In the summary paragraph of a perspective piece he wrote for Greentech Grid, John Steinberg, the CEO of EcoFactor, makes the following claim:
The Internet, the growing importance of the user experience, and the entrance of large tech companies should all be seen as good omens for the future of the smart grid. These trends will lead to better products and services, which will in turn drive consumer adoption. And consumer adoption will be the key to fulfilling the environmental and economic potential of the smart grid.
For the most part, I agree with Steinberg, though, as the CEO of a software-as-a-service (SaaS) platform vendor offering consumer-oriented smart-grid solutions, he admittedly has a vested interest in promoting his argument.
I am perhaps not as sanguine as Steinberg on two points. In his commentary, he compares the early Internet service providers and their walled gardens — the likes of CompuServe, Prodigy, and AOL — with today’s utilities. His argument is that just as the Internet occasioned the demise of walled gardens and their purveyors, Internet-based technologies providing the communications infrastructure for the smart grid will bring about a similar fate for utilities that resist demands to provide consumers with third-party, energy- and money-saving applications and services.
To a point, I accept that argument. That said, I’m not entirely certain that the aforementioned service providers are completely analogous to today’s utilities. The utility sector is probably the most highly regulated of any industry in the Western world. Any change that comes to the industry will not happen overnight. While I agree that Internet technology will unleash tremendous innovation and valuable services for energy consumers, I suspect the pace of change in the utility sector will be significantly slower than what we experienced in the Internet ecosystem.

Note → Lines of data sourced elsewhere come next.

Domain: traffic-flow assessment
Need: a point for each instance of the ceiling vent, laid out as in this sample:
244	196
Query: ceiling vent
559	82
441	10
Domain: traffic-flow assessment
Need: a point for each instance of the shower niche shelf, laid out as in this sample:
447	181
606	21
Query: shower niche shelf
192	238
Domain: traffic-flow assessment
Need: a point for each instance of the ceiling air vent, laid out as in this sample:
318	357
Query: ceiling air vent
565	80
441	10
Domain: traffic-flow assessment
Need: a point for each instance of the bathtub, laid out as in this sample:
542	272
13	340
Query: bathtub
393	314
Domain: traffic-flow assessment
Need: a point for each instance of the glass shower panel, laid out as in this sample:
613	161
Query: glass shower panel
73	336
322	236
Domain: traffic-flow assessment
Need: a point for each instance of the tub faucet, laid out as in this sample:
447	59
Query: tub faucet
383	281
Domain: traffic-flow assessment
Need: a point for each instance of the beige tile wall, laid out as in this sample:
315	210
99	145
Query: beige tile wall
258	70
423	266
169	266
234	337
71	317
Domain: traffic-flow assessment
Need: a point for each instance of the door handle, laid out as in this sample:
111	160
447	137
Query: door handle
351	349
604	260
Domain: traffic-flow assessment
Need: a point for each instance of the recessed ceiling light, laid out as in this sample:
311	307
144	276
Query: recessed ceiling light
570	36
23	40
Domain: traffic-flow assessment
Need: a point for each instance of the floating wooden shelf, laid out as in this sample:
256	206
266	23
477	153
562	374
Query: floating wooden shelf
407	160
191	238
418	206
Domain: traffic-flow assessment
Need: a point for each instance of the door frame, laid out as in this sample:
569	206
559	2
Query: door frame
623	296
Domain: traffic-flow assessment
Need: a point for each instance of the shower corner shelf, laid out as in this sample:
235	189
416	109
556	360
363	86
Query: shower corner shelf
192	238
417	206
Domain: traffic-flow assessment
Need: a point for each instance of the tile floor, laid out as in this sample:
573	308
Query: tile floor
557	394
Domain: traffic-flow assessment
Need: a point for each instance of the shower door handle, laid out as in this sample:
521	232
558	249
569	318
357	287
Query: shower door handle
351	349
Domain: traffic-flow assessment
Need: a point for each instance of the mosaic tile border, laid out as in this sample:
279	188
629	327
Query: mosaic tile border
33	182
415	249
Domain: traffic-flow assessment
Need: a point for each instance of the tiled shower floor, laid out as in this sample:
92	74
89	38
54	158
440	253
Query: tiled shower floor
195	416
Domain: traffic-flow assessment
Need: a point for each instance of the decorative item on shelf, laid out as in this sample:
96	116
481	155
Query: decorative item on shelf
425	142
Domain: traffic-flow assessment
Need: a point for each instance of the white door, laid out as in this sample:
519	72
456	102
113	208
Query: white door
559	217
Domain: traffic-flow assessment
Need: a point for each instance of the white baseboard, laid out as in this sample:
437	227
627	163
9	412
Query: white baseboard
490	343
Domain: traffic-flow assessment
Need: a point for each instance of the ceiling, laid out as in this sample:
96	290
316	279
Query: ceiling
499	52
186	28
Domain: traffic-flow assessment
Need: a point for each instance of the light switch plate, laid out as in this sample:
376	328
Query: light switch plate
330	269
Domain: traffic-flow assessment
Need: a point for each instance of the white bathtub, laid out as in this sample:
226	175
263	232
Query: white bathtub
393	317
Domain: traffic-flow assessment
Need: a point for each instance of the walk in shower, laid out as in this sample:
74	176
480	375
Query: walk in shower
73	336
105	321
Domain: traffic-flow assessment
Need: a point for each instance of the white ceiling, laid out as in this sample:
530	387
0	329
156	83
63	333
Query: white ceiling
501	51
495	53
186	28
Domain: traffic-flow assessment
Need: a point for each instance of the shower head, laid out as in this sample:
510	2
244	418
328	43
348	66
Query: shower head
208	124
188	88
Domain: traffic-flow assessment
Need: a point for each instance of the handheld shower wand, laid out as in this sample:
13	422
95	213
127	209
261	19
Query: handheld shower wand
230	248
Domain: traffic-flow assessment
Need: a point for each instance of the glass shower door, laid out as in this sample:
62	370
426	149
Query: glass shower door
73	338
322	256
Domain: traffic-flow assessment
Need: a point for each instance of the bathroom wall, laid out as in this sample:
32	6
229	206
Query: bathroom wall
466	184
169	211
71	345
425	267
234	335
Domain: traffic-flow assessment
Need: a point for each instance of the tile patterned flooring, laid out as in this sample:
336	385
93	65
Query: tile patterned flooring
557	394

In a similar vein, Steinberg asserts that incursions into the smart grid by information-technlogy giants Google, Cisco, and Microsoft represent both validation of the smart-grid market opportunity and a sign that said market has reached a critical phase of maturation. I accept the first premise, but I am skeptical of the second.
Cisco, for example, recognizes the vast growth potential of the smart grid, but it has yet to find a means of tapping into it meaningfully. Cisco will figure it out, I’m sure, but the company is still learning about the energy business and utilities. It’s a radically different space than anything Cisco has tacked previously, and I think the leadership is Cisco is realizing that it must listen and learn before it prescribes nostrums.
Meanwhile, Google and Microsoft are making similarly measured moves.
There’s real promise in the smart grid, and liberating change will come to the utility industry. However, as Gartner might say, technology vendors seeking fortune in the space should expect to travel through a trough of disillusionment before ascending a slope of enlightenment.